Assuming nothing went wrong, the split files should be the same as if you had extracted them separately.
Jasper
Gapless playback is usually only a concern when dealing with lossy encoders, as their algorithms usually introduce a small delay at the beginning of the song.

.wav files can contain all kinds of data (it's similar to the AVI format), but most often they are used to contain PCM data. PCM data is the rawest form of audio data you'll encounter, it consists of a (usually quite long) sequence of samples (which describe the original signal). Each sample represents the signal level at a certain point in time, if enough samples are taken each second it's possible to almost perfectly restore the original signal (up to a certain frequency). The sample rate of a CD is 44100Hz, which means the signal is sampled 44100 times per second.

Also see:
http://doc.hydrogenaudio.org/wikis/hydrogenaudio/PCM
http://doc.hydrogenaudio.org/wikis/hydrogenaudio/NyquistRate
http://doc.hydrogenaudio.org/wikis/hydroge...io/SamplingRate
kl33per
IIRC, what kjoonlee said is correct, unless the files are to burnt to a CD, in which case they must be split in a specific spot (though for the life of me, I can't remember what it is). If you use Adobe Audition (or the old Cool Edit Pro) there is option to automatically split for CD's.
Gambit
QUOTE (kl33per @ Apr 18 2004, 04:14 PM)
IIRC, what kjoonlee said is correct, unless the files are to burnt to a CD, in which case they must be split in a specific spot (though for the life of me, I can't remember what it is).  If you use Adobe Audition (or the old Cool Edit Pro) there is option to automatically split for CD's.
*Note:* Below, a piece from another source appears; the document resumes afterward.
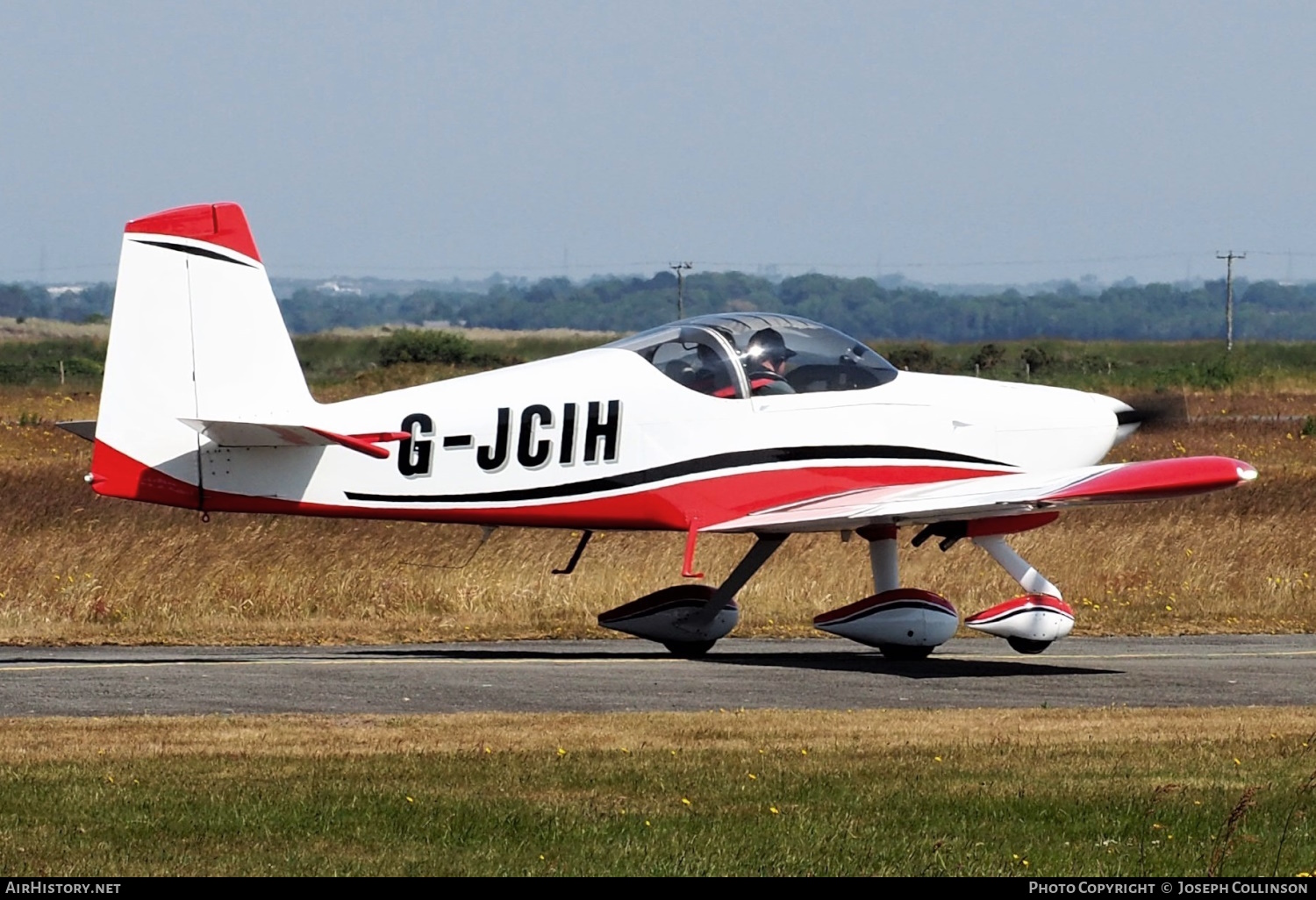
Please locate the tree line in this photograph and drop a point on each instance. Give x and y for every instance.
(1265, 311)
They have to be split at multiples of 588 samples.

1 sec on a CD is divided into 75 frames, 1 frame = 588 samples.
588 * 75 = 44100
and that brings us back to the samplerate of 44 100 samples per second smile.gif
calexico
hi

First of all "I'm absolutely overwhelmed", so many answers! Thanks, really!

Ok, this time I've got more time to write!

I do know that "stuff" about sample rate and so on, so you needn't care about that! :-)

Some more questions concerning gapless playback:

So, I needn't worry about that 588 sample sectors (I also read about this just before concerning a programme called CDWave or something like this) as long as I juse my wave file just on (or at???) the computer. When I want to burn that file on(to) CD, I have to cut it on a position which is a multiple of 588 samples. right? So I conclude that all CDs I rip (btw. EAC) are already cut on the right position! am I right? What about live concerts when there are no audiable gaps? how are such cds structured? In most cases also those CDs have got track-marks! Does anybody know?

Can anyone of you give me more information why there can be only files of a lenght which is a multiple of 588 samples on a cd???



So now the second question:

Does EAC care about that 588 "limit"? No thats a stupid question! It has to cut where the track-mark is, and if, as you explaind, all files on a cd are a multiple of 588 samples, there isn't anything to care about because those guys who pressed the cd already cut the file propperly. ok when I think about my question concerning live concert cds it's also a stupid one because they simple set the track-mark at/on a position (X*588). right?

one final question:

When all cds are stuctured that way, why do people worry that mp3 doesn't support gapless playback? All files on the CD are the right size!?!?